Abstract

Surgical triplets recognition aims to identify instruments, verbs, and targets in a single video frame, while establishing associations among these components. Since this task has severe imbalanced class distribution, precisely identifying tail classes becomes a critical challenge. To cope with this issue, existing methods leverage knowledge distillation to facilitate tail triplet recognition. However, these methods overlook the low inter-triplet feature variance, diminishing the model’s confidence in identifying classes. As a technique for learning discriminative features across instances, contrastive learning (CL) shows great potential in identifying triplets. Under this imbalanced class distribution, directly applying CL presents two problems: 1) multiple activities in one image make instance feature learning to interference from other classes, and 2) limited training samples of tail classes may lead to inadequate semantic capturing. In this paper, we propose a tail-enhanced representation learning (TERL) method to address these problems. TERL employs a disentangle module to acquire instance-level features in a single image. Obtaining these disentangled instances, those from tail classes are selected to conduct CL, which captures discriminative features by enabling a global memory bank. During CL, we further conduct semantic enhancement to each tail class. This generates component class prototypes based on the global bank, thus providing additional component information to tail classes. We evaluate the performance of TERL on the 5-fold cross-validation split of the CholecT45 dataset. The experimental results consistently demonstrate the superiority of TERL over state-of-the-art methods.

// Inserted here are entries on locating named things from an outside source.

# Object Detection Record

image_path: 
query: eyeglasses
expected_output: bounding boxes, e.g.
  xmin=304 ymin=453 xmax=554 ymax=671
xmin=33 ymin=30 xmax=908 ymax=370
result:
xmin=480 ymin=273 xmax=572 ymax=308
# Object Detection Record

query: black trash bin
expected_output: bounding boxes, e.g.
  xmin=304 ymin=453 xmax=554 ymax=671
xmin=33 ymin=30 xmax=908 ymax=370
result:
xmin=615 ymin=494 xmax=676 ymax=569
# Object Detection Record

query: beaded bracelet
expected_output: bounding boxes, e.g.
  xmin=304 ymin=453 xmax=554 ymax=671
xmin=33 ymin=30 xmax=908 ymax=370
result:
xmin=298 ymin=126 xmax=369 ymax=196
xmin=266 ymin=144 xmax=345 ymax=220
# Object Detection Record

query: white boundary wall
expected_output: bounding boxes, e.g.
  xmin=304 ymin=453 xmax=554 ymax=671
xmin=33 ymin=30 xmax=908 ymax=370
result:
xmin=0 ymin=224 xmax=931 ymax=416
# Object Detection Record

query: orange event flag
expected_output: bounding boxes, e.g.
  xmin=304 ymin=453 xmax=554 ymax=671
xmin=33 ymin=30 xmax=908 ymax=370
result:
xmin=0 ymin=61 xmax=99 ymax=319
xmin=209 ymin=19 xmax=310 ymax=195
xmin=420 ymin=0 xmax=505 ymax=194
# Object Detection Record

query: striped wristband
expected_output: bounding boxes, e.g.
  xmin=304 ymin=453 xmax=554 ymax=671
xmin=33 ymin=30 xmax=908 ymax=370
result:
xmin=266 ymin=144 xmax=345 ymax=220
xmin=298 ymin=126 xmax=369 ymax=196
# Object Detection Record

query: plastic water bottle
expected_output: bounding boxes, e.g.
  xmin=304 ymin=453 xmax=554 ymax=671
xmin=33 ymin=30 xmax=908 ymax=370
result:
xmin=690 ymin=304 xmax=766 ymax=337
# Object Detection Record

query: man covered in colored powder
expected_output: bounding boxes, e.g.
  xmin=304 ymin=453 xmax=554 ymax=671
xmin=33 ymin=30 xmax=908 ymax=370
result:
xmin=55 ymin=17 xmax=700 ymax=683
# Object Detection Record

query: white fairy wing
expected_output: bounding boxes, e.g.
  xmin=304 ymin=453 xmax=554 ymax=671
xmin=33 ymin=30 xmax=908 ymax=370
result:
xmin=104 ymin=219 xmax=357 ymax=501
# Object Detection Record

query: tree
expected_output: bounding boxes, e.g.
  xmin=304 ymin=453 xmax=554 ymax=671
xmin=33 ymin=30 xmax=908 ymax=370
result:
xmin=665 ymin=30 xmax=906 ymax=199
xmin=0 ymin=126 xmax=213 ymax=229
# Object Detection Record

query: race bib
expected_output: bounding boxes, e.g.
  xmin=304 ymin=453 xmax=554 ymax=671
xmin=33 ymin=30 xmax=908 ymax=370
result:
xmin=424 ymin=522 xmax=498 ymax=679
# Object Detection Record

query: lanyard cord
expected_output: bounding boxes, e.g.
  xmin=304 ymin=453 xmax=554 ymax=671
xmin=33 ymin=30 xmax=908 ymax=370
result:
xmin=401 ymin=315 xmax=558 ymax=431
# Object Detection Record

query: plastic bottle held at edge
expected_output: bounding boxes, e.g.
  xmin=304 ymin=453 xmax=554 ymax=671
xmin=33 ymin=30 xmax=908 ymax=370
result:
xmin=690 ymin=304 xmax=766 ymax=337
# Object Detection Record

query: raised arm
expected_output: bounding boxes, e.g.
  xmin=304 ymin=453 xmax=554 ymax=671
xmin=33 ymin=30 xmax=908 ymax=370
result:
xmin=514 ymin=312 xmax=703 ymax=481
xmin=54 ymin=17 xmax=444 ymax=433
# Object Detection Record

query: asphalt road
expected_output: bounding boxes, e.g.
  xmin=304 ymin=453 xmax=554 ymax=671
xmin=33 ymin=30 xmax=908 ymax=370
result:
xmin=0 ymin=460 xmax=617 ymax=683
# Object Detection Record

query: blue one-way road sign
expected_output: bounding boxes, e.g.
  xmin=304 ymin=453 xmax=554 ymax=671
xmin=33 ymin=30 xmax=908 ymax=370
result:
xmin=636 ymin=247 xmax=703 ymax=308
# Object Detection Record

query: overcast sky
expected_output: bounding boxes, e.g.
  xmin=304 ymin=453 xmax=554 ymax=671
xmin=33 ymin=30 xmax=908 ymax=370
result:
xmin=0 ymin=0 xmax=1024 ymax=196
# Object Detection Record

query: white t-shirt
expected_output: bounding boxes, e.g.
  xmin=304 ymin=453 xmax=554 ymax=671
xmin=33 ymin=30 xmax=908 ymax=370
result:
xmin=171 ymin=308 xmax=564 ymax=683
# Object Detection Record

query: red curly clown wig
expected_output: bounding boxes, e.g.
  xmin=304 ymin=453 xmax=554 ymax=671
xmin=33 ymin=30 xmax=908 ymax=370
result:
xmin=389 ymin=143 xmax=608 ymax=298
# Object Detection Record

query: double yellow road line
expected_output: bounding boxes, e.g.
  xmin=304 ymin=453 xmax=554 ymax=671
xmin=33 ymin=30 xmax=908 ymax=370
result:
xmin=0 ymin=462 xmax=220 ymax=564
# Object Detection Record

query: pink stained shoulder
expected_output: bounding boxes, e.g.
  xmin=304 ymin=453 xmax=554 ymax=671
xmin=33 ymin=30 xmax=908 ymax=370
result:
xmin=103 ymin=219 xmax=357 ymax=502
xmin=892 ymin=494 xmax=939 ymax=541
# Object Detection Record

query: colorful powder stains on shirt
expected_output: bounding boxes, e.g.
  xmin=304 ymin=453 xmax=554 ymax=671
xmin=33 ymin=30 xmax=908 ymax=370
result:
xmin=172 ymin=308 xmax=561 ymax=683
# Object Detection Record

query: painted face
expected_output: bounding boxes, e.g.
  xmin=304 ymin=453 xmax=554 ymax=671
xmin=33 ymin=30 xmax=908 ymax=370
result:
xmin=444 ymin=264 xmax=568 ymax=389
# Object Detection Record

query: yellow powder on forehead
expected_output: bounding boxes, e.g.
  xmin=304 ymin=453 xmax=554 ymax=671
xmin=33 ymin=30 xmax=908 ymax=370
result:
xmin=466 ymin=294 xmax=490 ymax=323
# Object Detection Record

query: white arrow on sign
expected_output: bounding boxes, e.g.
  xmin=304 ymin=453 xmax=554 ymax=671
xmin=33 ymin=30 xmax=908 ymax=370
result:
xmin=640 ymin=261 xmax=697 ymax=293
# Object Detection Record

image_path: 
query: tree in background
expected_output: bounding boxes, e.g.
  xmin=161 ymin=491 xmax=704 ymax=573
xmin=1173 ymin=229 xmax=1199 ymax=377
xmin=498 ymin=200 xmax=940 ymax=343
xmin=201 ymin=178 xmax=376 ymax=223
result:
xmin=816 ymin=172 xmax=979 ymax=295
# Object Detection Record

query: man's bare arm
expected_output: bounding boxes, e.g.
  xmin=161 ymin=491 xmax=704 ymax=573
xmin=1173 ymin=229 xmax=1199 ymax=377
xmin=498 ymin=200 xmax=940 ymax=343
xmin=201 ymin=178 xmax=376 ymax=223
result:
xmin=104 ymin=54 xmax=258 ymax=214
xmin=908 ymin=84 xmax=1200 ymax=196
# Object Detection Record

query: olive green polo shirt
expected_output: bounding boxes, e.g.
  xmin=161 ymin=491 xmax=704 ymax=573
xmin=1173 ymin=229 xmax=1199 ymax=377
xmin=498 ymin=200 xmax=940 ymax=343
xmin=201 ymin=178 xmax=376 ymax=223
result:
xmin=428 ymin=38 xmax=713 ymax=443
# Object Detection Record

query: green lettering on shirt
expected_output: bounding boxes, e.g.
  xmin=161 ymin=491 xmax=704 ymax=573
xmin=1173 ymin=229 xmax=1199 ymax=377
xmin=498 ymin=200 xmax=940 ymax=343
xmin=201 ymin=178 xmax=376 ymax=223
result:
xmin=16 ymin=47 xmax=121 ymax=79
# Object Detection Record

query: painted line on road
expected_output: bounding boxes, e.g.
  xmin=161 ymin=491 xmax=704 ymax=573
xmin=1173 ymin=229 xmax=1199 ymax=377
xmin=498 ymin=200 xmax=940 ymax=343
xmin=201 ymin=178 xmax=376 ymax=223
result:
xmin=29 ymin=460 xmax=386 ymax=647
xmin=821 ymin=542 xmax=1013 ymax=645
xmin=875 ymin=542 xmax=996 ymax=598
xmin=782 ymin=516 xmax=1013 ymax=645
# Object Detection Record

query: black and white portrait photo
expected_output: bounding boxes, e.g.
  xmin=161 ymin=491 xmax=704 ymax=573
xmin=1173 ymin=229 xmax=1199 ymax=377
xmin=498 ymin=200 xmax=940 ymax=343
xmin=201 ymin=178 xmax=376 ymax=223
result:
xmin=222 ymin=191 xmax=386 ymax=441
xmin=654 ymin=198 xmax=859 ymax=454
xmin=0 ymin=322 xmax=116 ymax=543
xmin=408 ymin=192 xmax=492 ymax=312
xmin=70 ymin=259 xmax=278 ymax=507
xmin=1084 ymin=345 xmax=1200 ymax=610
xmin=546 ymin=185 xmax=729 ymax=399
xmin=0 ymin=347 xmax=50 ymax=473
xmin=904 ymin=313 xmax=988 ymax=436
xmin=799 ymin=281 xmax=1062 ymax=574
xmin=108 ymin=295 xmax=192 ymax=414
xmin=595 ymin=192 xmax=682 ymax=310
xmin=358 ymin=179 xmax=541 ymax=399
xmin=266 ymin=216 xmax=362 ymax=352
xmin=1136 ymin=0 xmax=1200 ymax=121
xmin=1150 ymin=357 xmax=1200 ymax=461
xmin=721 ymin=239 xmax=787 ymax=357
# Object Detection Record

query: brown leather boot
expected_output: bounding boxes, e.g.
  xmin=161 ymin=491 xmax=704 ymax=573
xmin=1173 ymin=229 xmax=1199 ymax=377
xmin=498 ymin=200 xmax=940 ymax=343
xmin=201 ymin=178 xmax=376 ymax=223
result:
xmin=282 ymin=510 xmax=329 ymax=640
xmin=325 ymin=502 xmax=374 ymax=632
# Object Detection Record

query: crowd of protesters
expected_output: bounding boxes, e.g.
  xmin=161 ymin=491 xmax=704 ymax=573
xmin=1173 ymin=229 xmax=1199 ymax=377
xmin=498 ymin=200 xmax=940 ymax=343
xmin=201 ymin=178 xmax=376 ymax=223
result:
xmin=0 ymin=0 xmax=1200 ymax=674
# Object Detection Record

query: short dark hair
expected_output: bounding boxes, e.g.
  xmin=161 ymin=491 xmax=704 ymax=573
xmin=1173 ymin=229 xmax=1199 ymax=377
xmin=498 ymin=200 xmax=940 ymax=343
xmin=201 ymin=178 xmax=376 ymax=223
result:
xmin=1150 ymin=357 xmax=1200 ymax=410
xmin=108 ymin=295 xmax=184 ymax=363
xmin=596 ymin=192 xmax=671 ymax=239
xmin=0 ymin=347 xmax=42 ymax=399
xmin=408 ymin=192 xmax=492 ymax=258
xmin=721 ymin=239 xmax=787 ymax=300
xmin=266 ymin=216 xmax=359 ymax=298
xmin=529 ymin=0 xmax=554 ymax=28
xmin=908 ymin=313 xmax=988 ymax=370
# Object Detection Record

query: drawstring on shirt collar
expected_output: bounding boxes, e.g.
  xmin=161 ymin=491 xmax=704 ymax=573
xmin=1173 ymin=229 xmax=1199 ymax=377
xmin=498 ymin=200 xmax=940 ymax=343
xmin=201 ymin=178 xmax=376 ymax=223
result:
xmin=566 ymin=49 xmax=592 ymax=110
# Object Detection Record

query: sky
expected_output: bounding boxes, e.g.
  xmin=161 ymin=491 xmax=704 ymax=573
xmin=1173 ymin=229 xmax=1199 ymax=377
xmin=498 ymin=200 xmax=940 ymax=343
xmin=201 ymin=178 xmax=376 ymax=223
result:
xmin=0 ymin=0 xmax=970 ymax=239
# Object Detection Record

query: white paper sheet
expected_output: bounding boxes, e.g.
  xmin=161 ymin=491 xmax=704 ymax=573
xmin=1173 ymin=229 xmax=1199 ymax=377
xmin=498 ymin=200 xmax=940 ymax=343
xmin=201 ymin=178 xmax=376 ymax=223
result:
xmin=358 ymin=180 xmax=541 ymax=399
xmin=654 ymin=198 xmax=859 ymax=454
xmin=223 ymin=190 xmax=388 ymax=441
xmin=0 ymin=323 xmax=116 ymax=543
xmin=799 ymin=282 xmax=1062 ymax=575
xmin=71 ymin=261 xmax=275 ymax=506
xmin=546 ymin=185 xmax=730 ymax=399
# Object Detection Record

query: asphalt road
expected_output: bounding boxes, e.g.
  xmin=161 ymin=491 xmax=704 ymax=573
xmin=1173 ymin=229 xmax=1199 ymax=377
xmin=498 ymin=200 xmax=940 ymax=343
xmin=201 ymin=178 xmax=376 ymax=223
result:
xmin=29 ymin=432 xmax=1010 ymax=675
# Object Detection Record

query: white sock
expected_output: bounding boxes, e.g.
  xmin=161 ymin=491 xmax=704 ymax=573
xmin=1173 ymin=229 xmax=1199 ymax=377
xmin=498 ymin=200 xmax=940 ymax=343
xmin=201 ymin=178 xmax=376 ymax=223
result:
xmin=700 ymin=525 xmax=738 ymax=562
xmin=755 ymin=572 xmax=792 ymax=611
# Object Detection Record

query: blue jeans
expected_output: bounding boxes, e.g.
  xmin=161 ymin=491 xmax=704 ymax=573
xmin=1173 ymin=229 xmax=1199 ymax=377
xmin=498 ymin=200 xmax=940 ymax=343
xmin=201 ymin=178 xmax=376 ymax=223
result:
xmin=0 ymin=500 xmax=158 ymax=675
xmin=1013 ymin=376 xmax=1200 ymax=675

Links to Paper and Supplementary Materials

Main Paper (Open Access Version): https://papers.miccai.org/miccai-2024/paper/0026_paper.pdf

SharedIt Link: https://rdcu.be/dV59i

SpringerLink (DOI): https://doi.org/10.1007/978-3-031-72120-5_64

Supplementary Material: N/A

Link to the Code Repository

https://github.com/CIAM-Group/ComputerVision_Codes/tree/main/TERL

Link to the Dataset(s)

N/A

BibTex

@InProceedings{Gui_TailEnhanced_MICCAI2024,
        author = { Gui, Shuangchun and Wang, Zhenkun},
        title = { { Tail-Enhanced Representation Learning for Surgical Triplet Recognition } },
        booktitle = {proceedings of Medical Image Computing and Computer Assisted Intervention -- MICCAI 2024},
        year = {2024},
        publisher = {Springer Nature Switzerland},
        volume = {LNCS 15011},
        month = {October},
        page = {689 -- 699}
}

Reviews

Review #1

Please describe the contribution of the paper
1. The authors proposed a transformer-based method to perform triplet recognition.
2. The method exploits the low inter-triplet class variance, applies contrastive learning between triplet classes, and semantic enhancement with prototype-based loss.
Please list the main strengths of the paper; you should write about a novel formulation, an original way to use data, demonstration of clinical feasibility, a novel application, a particularly strong evaluation, or anything else that is a strong aspect of this work. Please provide details, for instance, if a method is novel, explain what aspect is novel and why this is interesting.
1. The paper is relatively easy to follow.
2. The idea to focus on improving the tail class recognition is a straightforward attempt to enhance the overall triplet recognition performance as most model have poor performance on tail classes.
3. The use of contrastive learning between tail and other triplet classes is an interesting approach that can benefit recognition of tail triplet classes and possibly other triplet classes.
4. The method shows improved performance over existing others in the literature.
Please list the main weaknesses of the paper. Please provide details, for instance, if you think a method is not novel, explain why and provide a reference to prior work.
1. How are these 3 tail triplet classes selected? As the dataset is public, there must be other triplet classes that are lesser in number of instances compared to the selected tail classes.
2. In section 2.3, the authors mention the use of CL between positive pairs (embeddings from the same tail triplet class) and negatives from different classes. It is not clear whether these negative classes are from the tail triplet pool or other remaining triplets minus the tail triplets.
3. In section 2.4, the authors proposed PBSE to maximize similarity between tail embeddings (that are triplets) and corresponding component class prototypes (that are I, V or T). The rationale behind this is not clear as the embeddings are only from 3 tail classes.
Please rate the clarity and organization of this paper

Good
Please comment on the reproducibility of the paper. Please be aware that providing code and data is a plus, but not a requirement for acceptance.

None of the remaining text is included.